Guna mempersiapkan generasi emas, katanya, harus ada visi pendidikan yang berbasis nasional dan global dengan tetap memperhatikan aspek lokal. Poin ini penting agar anak-anak tetap mengenal dan memahami potensi daerahnya.
Pemerintah, khususnya pemerintah daerah, juga terus didorong untuk lebih berpihak kepada anak bangsa yang berada di wilayah tertinggal. Kedua hal ini penting untuk disiapkan agar tercipta generasi emas pada 2045, bukan menciptakan bencana.

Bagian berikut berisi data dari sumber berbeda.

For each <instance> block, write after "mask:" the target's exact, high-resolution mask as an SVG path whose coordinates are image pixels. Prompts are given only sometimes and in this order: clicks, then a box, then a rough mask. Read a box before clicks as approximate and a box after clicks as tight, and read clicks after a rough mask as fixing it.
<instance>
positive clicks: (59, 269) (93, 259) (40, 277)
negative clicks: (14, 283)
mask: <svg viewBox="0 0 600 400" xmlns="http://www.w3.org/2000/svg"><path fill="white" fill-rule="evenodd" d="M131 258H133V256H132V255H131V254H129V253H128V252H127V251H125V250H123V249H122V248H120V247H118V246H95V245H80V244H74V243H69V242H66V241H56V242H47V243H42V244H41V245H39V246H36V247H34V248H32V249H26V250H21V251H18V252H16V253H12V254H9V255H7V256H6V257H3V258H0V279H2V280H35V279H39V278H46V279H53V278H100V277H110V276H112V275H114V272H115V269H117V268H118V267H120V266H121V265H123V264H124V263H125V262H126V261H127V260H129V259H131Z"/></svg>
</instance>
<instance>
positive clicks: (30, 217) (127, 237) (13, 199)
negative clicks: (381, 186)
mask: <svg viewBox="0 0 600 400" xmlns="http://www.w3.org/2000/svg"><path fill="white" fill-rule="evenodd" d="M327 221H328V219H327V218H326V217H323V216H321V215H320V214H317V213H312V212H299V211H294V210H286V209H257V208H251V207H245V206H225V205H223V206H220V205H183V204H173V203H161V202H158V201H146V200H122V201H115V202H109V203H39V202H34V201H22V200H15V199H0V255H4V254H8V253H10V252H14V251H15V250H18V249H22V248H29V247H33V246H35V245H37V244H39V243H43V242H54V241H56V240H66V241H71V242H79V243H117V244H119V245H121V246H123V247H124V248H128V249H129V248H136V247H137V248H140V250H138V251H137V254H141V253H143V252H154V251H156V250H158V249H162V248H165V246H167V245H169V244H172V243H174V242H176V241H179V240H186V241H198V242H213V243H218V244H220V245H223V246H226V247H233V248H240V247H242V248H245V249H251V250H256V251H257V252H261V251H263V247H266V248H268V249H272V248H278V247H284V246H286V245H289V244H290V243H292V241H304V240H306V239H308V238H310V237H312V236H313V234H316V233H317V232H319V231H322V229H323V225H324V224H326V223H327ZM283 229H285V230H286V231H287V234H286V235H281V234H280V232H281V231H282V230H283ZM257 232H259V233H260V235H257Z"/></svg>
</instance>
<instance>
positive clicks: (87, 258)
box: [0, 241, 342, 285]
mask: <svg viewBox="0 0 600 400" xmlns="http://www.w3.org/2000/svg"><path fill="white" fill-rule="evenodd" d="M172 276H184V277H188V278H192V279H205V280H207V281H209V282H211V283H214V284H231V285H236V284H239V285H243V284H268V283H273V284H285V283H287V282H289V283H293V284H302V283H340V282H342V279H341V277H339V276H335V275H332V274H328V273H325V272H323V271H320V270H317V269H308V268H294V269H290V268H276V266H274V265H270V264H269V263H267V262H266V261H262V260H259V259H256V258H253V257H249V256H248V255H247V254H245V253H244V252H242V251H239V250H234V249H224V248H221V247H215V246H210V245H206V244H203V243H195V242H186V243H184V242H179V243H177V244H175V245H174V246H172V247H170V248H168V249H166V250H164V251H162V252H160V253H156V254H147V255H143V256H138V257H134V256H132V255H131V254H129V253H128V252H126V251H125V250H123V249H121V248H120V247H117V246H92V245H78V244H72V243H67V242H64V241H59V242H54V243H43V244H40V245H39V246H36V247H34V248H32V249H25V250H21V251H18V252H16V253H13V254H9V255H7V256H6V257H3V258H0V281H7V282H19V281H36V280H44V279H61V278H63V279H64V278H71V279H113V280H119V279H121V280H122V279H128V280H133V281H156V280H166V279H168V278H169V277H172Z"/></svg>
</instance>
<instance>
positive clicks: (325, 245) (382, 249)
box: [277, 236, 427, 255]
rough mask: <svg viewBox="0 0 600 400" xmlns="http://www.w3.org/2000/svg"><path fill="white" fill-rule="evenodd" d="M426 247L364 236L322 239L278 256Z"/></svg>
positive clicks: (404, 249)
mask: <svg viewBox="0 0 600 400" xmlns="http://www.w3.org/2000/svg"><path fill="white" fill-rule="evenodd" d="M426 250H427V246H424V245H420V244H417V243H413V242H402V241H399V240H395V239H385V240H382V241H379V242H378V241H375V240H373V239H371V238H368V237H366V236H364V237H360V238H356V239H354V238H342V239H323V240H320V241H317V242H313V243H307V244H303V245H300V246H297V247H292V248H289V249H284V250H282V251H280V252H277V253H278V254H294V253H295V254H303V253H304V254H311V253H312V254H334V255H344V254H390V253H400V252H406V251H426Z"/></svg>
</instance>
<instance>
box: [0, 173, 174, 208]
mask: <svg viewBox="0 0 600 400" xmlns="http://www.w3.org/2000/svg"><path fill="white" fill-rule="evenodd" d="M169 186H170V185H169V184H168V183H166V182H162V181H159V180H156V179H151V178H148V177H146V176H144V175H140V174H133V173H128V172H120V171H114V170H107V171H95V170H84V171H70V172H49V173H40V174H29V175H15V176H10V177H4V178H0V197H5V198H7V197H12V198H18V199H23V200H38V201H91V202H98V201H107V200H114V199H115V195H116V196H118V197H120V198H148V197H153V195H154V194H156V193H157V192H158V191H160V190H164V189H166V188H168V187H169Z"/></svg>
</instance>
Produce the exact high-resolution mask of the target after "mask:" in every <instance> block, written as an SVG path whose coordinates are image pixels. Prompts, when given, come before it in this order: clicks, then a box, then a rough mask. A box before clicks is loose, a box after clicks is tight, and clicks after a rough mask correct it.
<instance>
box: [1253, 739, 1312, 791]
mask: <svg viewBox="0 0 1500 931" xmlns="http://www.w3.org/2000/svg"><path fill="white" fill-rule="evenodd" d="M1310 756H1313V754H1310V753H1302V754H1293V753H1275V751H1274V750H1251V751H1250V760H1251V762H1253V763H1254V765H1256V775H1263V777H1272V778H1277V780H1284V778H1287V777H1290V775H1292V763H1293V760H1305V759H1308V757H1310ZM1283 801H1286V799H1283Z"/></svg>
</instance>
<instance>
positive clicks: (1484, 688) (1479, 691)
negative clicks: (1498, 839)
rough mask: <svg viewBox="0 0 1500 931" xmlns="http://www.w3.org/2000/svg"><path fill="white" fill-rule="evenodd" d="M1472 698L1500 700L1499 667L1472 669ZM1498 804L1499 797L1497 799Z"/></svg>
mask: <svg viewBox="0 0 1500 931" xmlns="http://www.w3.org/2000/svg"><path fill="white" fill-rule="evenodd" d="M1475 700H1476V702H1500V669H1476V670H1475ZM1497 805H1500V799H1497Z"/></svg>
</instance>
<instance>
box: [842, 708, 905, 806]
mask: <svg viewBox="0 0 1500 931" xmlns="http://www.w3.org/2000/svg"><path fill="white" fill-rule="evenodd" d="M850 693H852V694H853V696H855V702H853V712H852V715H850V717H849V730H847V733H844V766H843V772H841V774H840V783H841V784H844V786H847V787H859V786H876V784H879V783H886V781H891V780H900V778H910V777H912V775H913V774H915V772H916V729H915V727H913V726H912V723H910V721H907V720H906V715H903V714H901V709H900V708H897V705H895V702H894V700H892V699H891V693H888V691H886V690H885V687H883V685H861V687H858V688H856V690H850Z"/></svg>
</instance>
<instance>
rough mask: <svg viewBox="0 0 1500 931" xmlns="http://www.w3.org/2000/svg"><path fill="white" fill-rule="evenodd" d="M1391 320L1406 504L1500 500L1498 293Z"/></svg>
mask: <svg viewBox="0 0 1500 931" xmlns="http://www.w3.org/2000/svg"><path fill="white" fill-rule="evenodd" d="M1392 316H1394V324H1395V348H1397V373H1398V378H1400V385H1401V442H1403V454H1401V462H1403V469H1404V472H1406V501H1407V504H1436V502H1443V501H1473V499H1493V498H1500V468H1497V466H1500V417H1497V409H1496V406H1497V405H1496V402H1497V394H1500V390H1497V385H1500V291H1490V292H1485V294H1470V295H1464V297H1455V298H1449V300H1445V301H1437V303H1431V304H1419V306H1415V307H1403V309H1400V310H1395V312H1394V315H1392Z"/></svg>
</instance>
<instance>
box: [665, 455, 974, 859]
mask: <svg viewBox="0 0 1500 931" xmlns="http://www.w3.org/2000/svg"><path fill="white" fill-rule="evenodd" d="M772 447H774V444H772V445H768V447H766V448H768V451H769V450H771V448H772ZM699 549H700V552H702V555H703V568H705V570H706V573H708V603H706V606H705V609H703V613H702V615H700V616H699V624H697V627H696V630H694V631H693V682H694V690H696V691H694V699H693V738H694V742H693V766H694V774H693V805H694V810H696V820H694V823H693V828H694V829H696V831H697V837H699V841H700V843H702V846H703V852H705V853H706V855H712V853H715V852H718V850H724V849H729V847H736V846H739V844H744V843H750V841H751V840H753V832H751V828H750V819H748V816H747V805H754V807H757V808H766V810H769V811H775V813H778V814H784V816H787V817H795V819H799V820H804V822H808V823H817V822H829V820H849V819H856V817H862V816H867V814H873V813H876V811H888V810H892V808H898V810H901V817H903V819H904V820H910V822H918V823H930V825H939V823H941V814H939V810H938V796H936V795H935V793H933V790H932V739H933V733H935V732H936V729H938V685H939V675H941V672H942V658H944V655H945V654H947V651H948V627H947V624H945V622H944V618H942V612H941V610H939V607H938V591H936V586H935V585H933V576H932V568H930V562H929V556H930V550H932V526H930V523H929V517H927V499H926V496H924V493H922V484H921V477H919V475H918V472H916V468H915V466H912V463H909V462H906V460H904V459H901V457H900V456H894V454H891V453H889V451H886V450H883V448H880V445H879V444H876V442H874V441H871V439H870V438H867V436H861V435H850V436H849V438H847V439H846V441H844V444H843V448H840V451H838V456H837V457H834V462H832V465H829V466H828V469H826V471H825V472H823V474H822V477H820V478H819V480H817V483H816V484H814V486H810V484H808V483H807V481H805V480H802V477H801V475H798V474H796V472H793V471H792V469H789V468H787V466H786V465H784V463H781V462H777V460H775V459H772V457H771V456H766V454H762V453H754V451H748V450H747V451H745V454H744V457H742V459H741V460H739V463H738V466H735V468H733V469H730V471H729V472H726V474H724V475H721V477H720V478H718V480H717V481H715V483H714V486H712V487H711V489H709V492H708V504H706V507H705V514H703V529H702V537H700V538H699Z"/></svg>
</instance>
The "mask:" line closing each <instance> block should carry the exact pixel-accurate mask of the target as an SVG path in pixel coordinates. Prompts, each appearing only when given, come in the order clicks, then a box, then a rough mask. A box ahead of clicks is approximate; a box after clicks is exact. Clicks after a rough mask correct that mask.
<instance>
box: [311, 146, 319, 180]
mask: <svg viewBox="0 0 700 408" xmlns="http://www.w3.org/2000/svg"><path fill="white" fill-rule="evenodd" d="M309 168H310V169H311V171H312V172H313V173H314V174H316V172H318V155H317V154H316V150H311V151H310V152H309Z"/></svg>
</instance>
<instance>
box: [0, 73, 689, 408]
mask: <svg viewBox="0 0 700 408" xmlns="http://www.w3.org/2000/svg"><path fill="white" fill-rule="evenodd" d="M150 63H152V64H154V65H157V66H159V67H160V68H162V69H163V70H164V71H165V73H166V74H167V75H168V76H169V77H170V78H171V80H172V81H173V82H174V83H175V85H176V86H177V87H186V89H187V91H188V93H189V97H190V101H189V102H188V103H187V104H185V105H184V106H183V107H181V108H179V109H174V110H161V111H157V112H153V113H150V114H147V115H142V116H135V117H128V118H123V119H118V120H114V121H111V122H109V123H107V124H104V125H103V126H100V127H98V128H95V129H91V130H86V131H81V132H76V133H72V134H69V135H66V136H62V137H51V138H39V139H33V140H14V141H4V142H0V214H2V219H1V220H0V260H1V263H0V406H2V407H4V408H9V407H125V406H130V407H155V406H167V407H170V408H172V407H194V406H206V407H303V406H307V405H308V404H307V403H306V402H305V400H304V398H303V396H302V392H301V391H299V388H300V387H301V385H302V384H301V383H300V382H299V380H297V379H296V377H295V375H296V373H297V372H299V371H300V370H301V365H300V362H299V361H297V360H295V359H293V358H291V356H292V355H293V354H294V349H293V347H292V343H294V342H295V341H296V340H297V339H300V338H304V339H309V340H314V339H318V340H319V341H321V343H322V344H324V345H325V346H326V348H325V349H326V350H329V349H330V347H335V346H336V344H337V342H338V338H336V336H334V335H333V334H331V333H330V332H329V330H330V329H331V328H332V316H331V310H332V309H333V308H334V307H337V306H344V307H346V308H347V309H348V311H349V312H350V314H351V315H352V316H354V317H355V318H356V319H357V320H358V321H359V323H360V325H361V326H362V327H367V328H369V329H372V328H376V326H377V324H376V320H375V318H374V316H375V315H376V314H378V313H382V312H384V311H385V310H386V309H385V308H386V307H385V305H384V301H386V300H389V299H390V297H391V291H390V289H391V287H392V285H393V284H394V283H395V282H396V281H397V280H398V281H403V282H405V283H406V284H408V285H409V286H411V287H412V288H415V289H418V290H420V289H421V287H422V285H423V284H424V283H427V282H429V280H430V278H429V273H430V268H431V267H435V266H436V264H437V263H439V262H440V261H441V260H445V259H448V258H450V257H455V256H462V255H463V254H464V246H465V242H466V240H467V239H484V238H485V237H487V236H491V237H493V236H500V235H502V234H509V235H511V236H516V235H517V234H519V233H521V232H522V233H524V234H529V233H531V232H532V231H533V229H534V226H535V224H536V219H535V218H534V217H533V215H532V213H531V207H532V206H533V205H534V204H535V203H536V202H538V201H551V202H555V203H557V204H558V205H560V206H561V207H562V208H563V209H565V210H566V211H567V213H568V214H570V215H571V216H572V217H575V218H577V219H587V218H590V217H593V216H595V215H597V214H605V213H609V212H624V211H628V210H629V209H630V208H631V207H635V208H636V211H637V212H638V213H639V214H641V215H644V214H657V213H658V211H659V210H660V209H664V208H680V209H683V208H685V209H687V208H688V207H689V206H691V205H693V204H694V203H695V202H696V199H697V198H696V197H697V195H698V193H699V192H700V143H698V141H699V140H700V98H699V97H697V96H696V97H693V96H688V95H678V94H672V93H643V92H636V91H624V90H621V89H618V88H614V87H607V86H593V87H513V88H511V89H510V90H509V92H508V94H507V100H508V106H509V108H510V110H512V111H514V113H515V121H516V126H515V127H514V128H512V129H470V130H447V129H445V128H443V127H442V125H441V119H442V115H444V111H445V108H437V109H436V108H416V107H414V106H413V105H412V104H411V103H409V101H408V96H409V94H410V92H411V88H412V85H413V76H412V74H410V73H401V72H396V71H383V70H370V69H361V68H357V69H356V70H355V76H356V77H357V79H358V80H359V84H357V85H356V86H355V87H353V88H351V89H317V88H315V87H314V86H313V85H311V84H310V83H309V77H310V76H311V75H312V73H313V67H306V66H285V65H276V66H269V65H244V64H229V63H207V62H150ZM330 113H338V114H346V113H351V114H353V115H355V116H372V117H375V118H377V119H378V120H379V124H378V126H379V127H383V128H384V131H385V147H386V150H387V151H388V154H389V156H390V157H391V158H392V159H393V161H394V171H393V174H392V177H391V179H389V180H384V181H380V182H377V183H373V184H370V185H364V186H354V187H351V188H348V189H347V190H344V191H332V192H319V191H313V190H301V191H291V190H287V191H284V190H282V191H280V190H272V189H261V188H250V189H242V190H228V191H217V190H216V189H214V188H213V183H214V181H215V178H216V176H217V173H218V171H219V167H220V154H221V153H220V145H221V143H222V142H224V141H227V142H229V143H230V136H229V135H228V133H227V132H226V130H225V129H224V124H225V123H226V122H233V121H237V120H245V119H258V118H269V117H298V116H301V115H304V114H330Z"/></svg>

”Melihat situasi sekarang, pemikiran Ki Hajar Dewantara menjadi sangat relevan, yaitu harus ada ruang kolaborasi antara keluarga, sekolah, dan komunitas. Kolaborasi untuk menciptakan anak bangsa yang tangguh, kreatif, dan mampu beradaptasi terhadap situasi ke depan yang semakin tidak menentu,” ujarnya.